Bank must pay negative interest to client under a consumer mortgage loan
18 July 2016
A recent binding advice of the Dutch Financial Services Complaints Tribunal (Tribunal) ordered a bank to pay negative interest to a client on the basis, inter alia, that there was no interest rate floor in the agreement. This decision has received much attention in the Netherlands. The issue arose due to falling reference interest rates such as Euribor and Libor. (Judgment (Binding Advice) nr. 2016-143 of the Dutch Financial Services Complaints Tribunal (Geschillencommissie Financiële Dienstverlening))
On 31 March 2016, the Tribunal gave a binding advice regarding a complaint brought by consumers (Consumers) against a Dutch bank (Bank). The Consumers had entered into a mortgage credit agreement with the Bank consisting of a so-called “roll-over credit” denominated in Swiss francs (Loan). The interest rate for the Loan was based on the London Interbank Offered Rate for Swiss francs (CHF Libor) with a surcharge of 0.7%.
At the beginning of 2015, the Swiss government abandoned the fixed exchange rate for the Swiss franc against the Euro. This led to an appreciation in the Swiss franc against the Euro and therefore the Euro equivalent of the principal amount of the Loan increased proportionately. On 28 January 2016, the one-month CHF Libor decreased to -1.016% bringing the interest rate under the Loan to -0.316%.
At this point, the Bank sent a letter to the Consumers informing them of the current interest rate under the Loan and that the Bank applied a 0% floor to the interest rate. The Consumers filed a complaint with the Tribunal.
Consumers argue that Bank should be paying negative interest
The Consumers claimed that the Bank should calculate the applicable interest rate without using the 0% floor on the interest rate. They alleged breach of contract as the Loan did not exclude the payment of negative interest by the Bank. The Consumers furthermore argued that by setting a minimum interest rate at 0%, but not having any maximum limit on the increase of the principal amount of the loan due to fluctuations in exchange rates, the Bank made the Consumers take on both the interest rate risk and the exchange rate risk under the Loan.
The Bank countered that there was no indication in the Loan that the Bank could be required to pay negative interest to the Consumers. The Loan only referred to a payment obligation on the Consumers. The Bank argued that paying negative interest to the Consumers would not be consistent with normal banking practice, and would need to be explicitly agreed (which it was not). Finally, the Bank argued that the Consumers could not have reasonably interpreted the wording of the Loan so as to give them a right to receive payment of negative interest.

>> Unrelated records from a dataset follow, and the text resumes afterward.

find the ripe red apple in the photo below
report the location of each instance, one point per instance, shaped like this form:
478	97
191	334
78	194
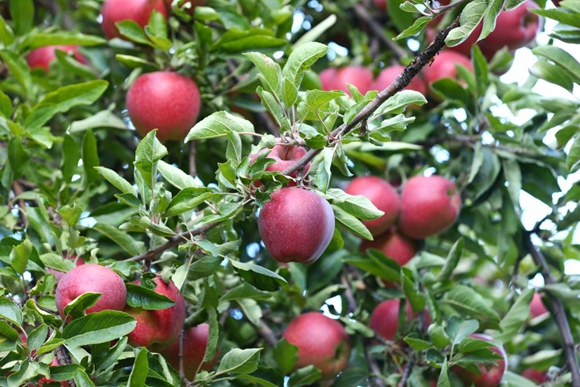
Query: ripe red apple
194	346
382	195
139	11
166	101
535	375
296	225
321	341
514	29
285	156
429	205
42	57
491	375
91	278
336	79
158	329
537	307
389	74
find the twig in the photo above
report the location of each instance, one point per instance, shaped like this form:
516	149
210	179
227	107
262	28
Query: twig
173	241
402	81
377	30
559	312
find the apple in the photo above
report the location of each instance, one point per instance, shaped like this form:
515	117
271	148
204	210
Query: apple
393	245
429	205
158	329
139	11
384	197
194	346
537	307
296	225
91	278
539	377
491	374
285	155
389	74
444	66
42	57
321	341
515	29
166	101
336	79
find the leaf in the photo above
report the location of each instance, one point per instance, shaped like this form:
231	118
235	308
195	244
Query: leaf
219	124
141	297
99	327
259	276
240	361
467	300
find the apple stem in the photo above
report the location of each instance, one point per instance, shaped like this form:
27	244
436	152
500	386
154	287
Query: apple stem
559	312
402	81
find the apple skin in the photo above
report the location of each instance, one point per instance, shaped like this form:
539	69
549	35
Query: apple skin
91	278
537	307
139	11
158	329
382	195
336	79
515	29
42	57
389	74
296	225
429	205
194	346
285	156
163	100
491	375
321	341
535	375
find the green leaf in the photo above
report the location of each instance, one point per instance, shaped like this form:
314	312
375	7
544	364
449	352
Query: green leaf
140	369
77	307
468	301
99	327
301	59
259	276
219	124
141	297
240	361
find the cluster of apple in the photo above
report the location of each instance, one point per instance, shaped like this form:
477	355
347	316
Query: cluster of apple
158	330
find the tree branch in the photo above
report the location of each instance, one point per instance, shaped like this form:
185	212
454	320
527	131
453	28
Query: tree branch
402	81
558	309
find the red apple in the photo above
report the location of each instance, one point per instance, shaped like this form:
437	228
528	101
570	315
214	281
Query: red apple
285	156
139	11
296	225
42	57
166	101
491	375
336	79
321	341
514	29
194	346
91	278
382	195
158	329
539	377
389	74
537	307
429	205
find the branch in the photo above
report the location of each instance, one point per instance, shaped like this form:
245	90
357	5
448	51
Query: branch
559	312
173	241
377	30
402	81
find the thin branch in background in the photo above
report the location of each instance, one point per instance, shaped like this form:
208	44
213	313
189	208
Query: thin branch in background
558	309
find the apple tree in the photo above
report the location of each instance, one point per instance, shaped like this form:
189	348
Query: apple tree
289	193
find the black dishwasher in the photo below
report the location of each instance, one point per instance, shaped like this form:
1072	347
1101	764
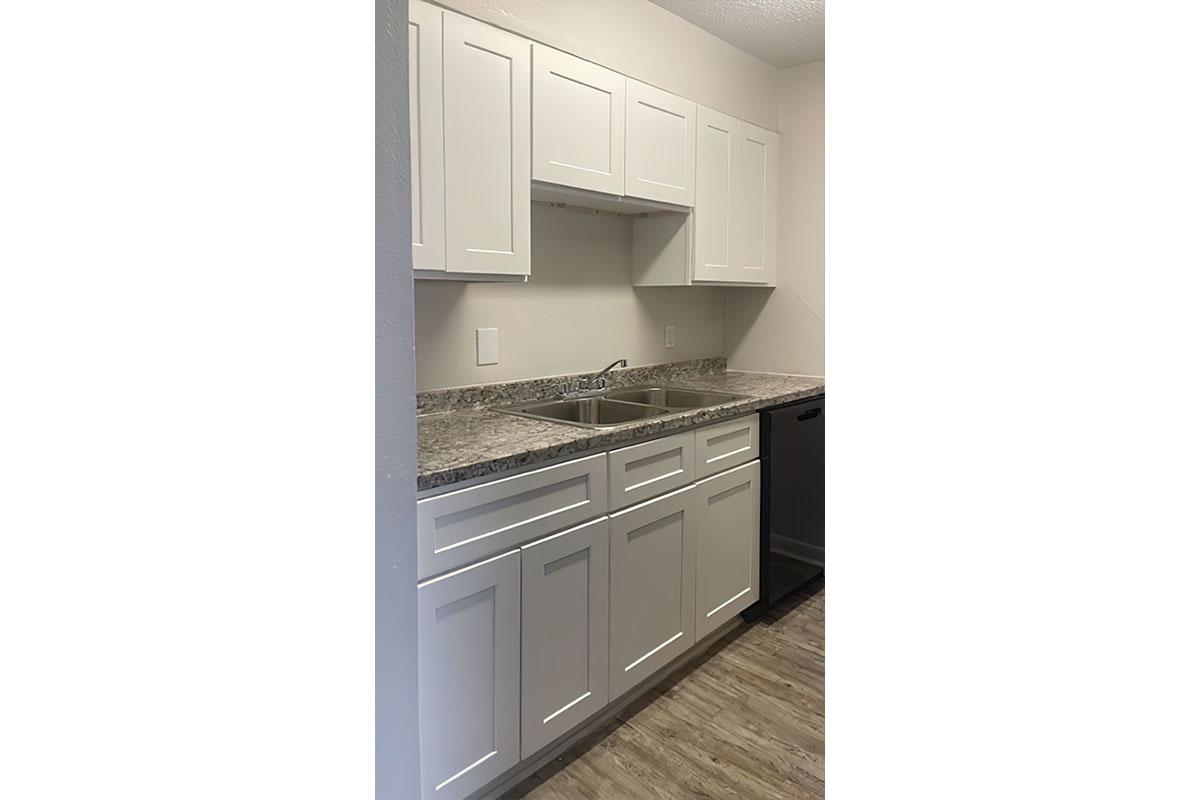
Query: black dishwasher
792	527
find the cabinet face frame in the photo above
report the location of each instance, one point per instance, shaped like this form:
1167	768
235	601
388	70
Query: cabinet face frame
479	661
564	632
727	546
645	555
425	136
660	131
486	134
581	106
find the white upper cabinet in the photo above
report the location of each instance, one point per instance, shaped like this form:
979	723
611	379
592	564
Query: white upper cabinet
468	668
717	138
756	205
731	238
425	128
579	122
486	133
660	145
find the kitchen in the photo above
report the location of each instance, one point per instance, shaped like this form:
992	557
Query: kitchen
585	531
427	400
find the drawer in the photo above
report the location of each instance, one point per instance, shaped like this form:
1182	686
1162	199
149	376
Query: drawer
649	469
461	527
726	445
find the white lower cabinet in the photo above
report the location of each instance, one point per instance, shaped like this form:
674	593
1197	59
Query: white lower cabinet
469	641
564	632
726	546
653	572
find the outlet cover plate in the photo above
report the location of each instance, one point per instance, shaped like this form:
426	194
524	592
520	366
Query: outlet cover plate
487	346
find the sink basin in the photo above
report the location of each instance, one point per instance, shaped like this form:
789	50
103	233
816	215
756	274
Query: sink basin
671	397
588	413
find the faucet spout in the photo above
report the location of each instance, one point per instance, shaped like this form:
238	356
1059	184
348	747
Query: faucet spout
594	385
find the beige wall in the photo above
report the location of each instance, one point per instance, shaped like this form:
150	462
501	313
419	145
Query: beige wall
784	330
643	41
577	312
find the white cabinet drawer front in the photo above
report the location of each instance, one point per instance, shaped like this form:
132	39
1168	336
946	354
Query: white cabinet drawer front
461	527
468	631
649	469
564	632
652	554
725	445
660	145
726	546
579	122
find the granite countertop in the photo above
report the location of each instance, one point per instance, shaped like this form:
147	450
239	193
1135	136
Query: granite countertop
469	440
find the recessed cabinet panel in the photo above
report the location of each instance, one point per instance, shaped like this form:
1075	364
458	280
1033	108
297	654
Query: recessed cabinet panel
425	132
579	122
486	107
660	145
642	471
564	632
755	208
653	602
460	527
468	654
726	444
715	151
726	546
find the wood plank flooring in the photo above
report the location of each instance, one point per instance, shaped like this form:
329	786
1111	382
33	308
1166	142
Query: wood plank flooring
747	721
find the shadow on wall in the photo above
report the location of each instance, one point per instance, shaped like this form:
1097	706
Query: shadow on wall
579	311
750	302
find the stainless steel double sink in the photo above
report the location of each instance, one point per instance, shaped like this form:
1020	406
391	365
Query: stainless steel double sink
619	405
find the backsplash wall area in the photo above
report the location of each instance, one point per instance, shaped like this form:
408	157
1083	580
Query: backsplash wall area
577	312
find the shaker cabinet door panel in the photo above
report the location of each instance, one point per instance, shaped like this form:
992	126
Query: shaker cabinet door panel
652	555
425	132
756	205
717	137
660	145
579	122
564	632
726	546
468	655
486	108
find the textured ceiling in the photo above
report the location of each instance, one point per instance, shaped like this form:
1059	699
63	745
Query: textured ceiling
783	32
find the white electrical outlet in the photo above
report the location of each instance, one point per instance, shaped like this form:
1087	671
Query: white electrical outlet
487	346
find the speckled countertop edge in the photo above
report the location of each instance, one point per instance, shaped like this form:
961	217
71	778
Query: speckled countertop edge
469	441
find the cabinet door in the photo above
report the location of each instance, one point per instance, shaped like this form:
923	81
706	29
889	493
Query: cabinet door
717	137
425	128
756	205
579	122
726	546
468	635
564	632
652	555
660	145
486	112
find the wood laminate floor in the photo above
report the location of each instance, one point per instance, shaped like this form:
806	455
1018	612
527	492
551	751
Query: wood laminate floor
747	721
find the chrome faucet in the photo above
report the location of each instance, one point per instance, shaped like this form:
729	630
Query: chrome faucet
597	384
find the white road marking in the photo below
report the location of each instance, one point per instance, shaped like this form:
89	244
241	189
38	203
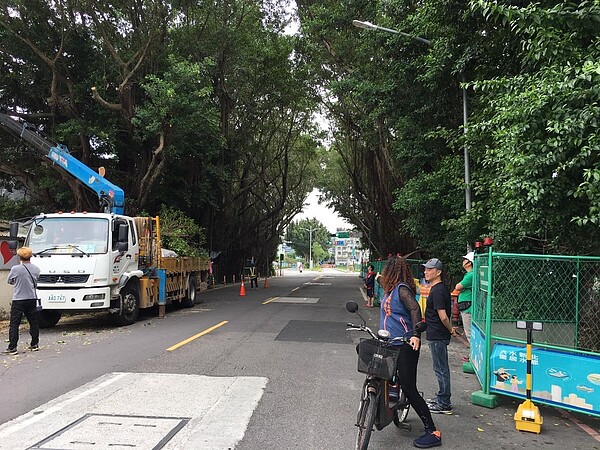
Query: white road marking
218	409
295	300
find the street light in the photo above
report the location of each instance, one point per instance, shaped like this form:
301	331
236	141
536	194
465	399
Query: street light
371	26
310	230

Tribunal rules against Bank – it should have paid negative interest to the Consumers
The Loan did not include any clause that excluded negative interest nor did it include a clause setting the minimum interest rate at 0.0%. Therefore, the Tribunal found that it had to assess what a reasonable interpretation of the Loan was based on: (i) the language and the nature of the Loan; and (ii) what the parties in the circumstances could expect from each other.
The Tribunal did not agree with the Bank’s argument that the payment of a negative interest would not be in line with the functioning of the banking system. Negative reference interest rates have occurred in the past. The fact that the negative interest rates were seen as very unlikely when the Loan was entered into did not mean that a negative interest was entirely unforeseeable. Therefore, the Tribunal found that not having catered for a negative interest rate in the Loan was a risk that should be borne by the Bank as a professional party and the party that had drafted the Loan.

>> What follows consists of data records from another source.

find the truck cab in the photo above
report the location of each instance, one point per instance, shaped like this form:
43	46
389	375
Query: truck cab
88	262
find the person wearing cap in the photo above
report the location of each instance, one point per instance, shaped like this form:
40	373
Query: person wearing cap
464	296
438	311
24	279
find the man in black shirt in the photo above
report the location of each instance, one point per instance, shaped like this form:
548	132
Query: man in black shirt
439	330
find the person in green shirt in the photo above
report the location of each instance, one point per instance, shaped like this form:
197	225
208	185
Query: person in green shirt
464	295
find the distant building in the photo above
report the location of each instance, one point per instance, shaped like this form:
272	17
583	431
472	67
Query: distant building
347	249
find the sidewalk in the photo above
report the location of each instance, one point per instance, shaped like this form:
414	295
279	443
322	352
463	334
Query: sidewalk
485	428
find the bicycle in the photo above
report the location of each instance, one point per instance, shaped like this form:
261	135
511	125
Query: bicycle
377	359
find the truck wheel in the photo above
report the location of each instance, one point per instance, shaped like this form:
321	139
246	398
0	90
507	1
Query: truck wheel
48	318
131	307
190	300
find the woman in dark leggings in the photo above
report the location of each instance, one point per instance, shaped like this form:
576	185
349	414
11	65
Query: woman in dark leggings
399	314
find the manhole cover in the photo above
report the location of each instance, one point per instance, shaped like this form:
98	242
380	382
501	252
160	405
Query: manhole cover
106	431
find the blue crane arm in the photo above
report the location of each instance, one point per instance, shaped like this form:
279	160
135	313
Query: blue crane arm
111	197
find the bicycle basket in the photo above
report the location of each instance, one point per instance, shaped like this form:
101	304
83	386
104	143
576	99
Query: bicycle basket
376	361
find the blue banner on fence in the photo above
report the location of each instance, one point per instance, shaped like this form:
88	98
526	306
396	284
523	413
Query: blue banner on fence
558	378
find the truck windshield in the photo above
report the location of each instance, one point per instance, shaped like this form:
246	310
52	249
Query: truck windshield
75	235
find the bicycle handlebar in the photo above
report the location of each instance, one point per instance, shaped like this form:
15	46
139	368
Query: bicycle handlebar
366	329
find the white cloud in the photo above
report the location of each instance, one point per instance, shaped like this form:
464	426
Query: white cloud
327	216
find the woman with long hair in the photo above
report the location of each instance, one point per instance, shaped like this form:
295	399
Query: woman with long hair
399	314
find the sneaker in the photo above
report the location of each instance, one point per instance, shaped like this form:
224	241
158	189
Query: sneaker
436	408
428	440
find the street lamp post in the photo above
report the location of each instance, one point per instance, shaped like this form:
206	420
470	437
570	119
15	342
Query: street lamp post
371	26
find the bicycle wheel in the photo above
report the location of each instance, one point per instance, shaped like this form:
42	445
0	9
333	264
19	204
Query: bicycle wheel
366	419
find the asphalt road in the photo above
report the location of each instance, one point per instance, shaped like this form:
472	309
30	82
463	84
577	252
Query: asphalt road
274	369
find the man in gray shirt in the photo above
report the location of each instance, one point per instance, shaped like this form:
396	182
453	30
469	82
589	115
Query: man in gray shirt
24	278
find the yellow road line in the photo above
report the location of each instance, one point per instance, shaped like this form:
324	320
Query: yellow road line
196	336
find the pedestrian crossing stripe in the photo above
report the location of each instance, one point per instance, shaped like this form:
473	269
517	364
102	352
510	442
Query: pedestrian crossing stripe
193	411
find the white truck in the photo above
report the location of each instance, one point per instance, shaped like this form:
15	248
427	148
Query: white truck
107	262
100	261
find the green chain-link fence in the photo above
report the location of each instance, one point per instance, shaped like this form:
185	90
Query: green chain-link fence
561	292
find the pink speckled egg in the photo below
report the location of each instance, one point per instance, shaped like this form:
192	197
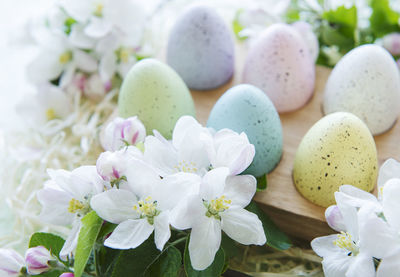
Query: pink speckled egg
280	64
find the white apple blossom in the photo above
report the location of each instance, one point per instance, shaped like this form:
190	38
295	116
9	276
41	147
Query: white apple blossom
117	56
11	263
143	207
60	59
102	16
345	254
231	150
218	206
196	149
65	200
37	260
112	166
382	231
48	103
123	132
187	152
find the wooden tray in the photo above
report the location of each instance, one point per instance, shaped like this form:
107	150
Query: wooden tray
291	212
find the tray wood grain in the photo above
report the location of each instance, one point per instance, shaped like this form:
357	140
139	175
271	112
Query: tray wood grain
291	212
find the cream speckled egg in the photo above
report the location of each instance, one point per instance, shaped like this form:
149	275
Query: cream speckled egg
156	94
365	82
280	64
338	149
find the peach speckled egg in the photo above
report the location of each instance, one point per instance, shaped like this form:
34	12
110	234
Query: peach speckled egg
280	64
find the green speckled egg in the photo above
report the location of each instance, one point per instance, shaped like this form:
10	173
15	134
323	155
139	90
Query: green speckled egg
156	94
339	149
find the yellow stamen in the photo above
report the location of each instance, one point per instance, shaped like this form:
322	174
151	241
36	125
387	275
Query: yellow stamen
188	167
147	208
345	241
50	114
98	11
75	206
65	57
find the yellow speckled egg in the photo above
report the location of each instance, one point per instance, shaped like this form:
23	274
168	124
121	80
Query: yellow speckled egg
338	149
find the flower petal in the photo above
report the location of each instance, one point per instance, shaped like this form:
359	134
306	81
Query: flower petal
129	234
72	240
391	202
55	205
361	266
185	214
240	189
389	169
181	184
161	155
324	246
213	183
336	265
389	266
205	240
162	232
141	177
115	205
243	226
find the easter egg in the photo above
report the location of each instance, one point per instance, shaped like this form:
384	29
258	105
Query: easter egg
245	108
279	63
156	94
337	150
201	48
365	82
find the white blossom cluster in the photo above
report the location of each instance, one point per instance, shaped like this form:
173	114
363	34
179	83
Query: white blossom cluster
147	184
369	241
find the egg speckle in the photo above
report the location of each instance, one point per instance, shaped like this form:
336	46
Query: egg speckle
245	108
337	150
365	82
280	64
156	94
201	48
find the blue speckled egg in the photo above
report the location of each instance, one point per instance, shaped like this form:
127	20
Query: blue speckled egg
246	108
201	48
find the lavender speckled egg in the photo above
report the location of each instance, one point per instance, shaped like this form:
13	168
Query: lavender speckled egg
246	108
337	150
280	64
201	48
365	82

The Tribunal furthermore stated that the Bank itself is able to finance the Loan each month against the then applicable CHF Libor and it can therefore itself receive compensation for the negative interest. Therefore, the Tribunal did not see how the payment of negative interest would cause damage to the Bank or the financial system at large as argued by the Bank.
Finally, the Tribunal found that the Loan had very speculative characteristics for both the Bank and the Consumers and both parties had accepted these risks. The Loan did not include any limits on these risks. By seeking to limit the interest rate to a minimum of 0%, the Bank was interpreting the Loan in a manner that was only disadvantageous to the Consumers without having any grounds to do so based on the Loan or otherwise. The Tribunal found that the Loan should be interpreted to create a payment obligation for the Bank when the CHF Libor rate is less than -0.7%. The Bank was ordered to pay the Consumers all the negative interest retrospectively since the interest rate turned negative.
Upon entering into a loan agreement, very few, if any, banks or clients would ever anticipate the payment of negative interest. Although such fact in itself should be sufficient to deny claims for payment of negative interest, the absence of contractual arrangements to that effect gave rise to legal debate. The outcome of this case may have been largely influenced by the nature of the Tribunal, providing fair approachable dispute settlement for consumers. Dutch courts may be far more reluctant to accept this type of claim, especially in a claim between two professional parties.